La mia proposta si distingue, ma non esclude affatto, anzi, integra quella comunemente utilizzata dalla psicologia dello sport, la quale mira ad allenare e potenziare le abilità mentali degli atleti attraverso tecniche principalmente cognitive e comportamentali, come per esempio le tecniche di rilassamento e l'allenamento ideomotorio.
In base alla mia esperienza e formazione, considero l’attività sportiva come un contesto privilegiato in cui la persona può esprimere sé stessa e, attraverso tale espressione, migliorare il proprio benessere psicofisico, non solo nel ruolo di atleta, ma anche come individuo nella sua globalità.
Ritengo essenziale riconoscere l’interdipendenza tra la dimensione personale e quella sportiva: il benessere (o il disagio) dell’una incide inevitabilmente sull’altra, in un processo di reciproca influenza.
Per tali motivi, la mia proposta si basa su una prospettiva psicoanalitica – in particolare psicosocioanalitica – che, grazie alla propria metodologia e ai suoi strumenti, consente di adottare una “lente di osservazione” in grado di cogliere la complessità dell’esperienza vissuta dall’atleta.
Nel lavoro clinico con sportivi, focalizzo l’attenzione sul ruolo specifico dell’atleta, senza tuttavia trascurare la dimensione affettiva sottostante e il contesto relazionale e sociale in cui l’attività sportiva si svolge.
L’obiettivo principale resta il raggiungimento di uno stato di benessere complessivo della persona anche nel momento in cui è impegnata nella prestazione sportiva, nella convinzione che ciò possa tradursi in un miglioramento delle performance.

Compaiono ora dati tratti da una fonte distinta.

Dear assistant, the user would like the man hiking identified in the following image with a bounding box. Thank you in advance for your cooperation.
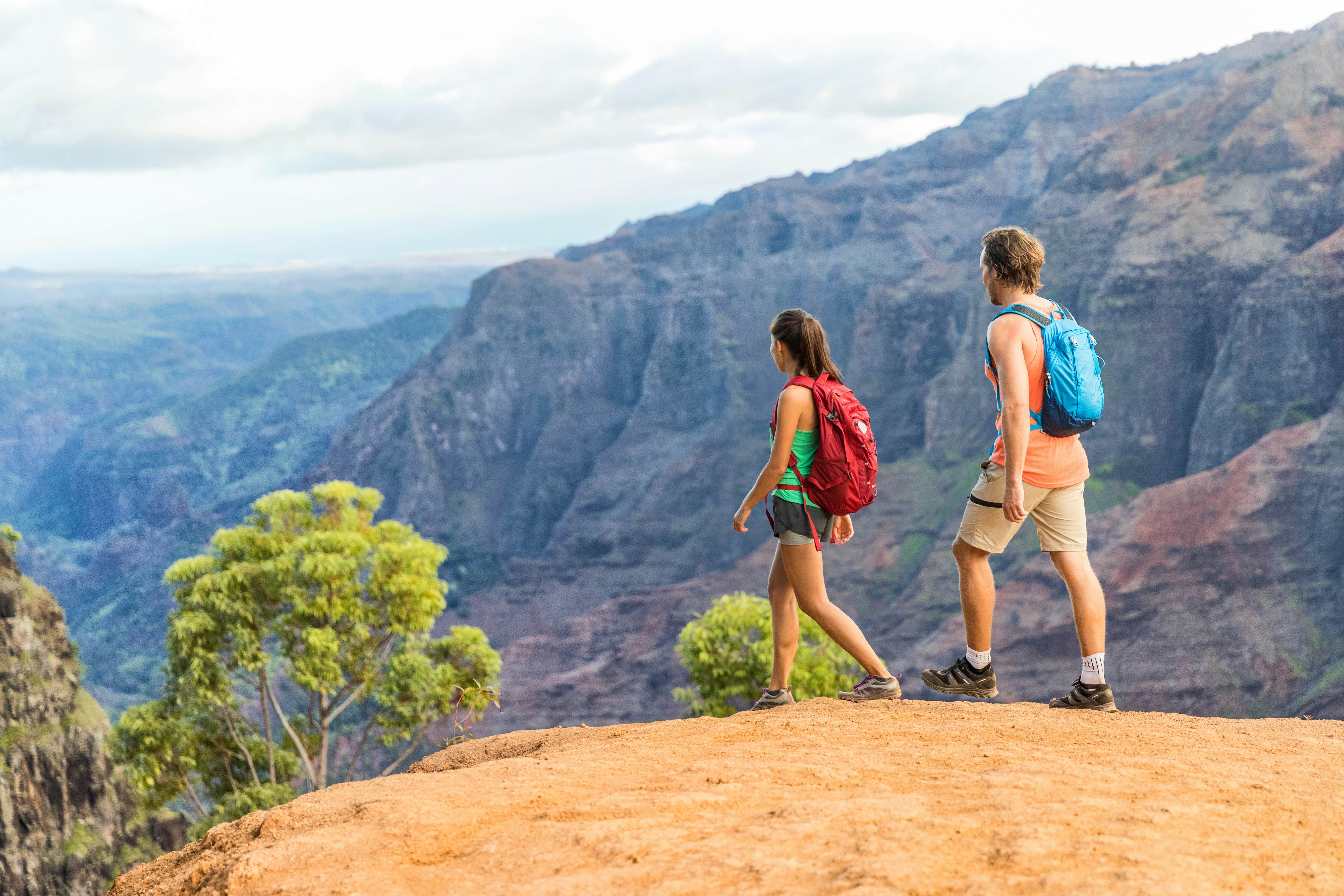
[923,227,1116,712]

Analogamente a un percorso di psicoterapia psicoanalitica, ma con un focus specifico sulla dimensione sportiva della persona, questo approccio si propone di favorire una maggiore consapevolezza della “messa in gioco” – intesa non solo come il coinvolgimento soggettivo dell’atleta, ma anche come l’attivazione e l’interazione di molteplici aspetti personali, relazionali e contestuali che prendono forma all’interno della pratica sportiva. L’obiettivo è permettere all’atleta di vivere questa esperienza in modo meno conflittuale, riducendo stati d’ansia e difficoltà emotive, e promuovendo al contrario un’espressione piena e autentica delle proprie potenzialità, in armonia con l’ambiente e le relazioni che lo circondano.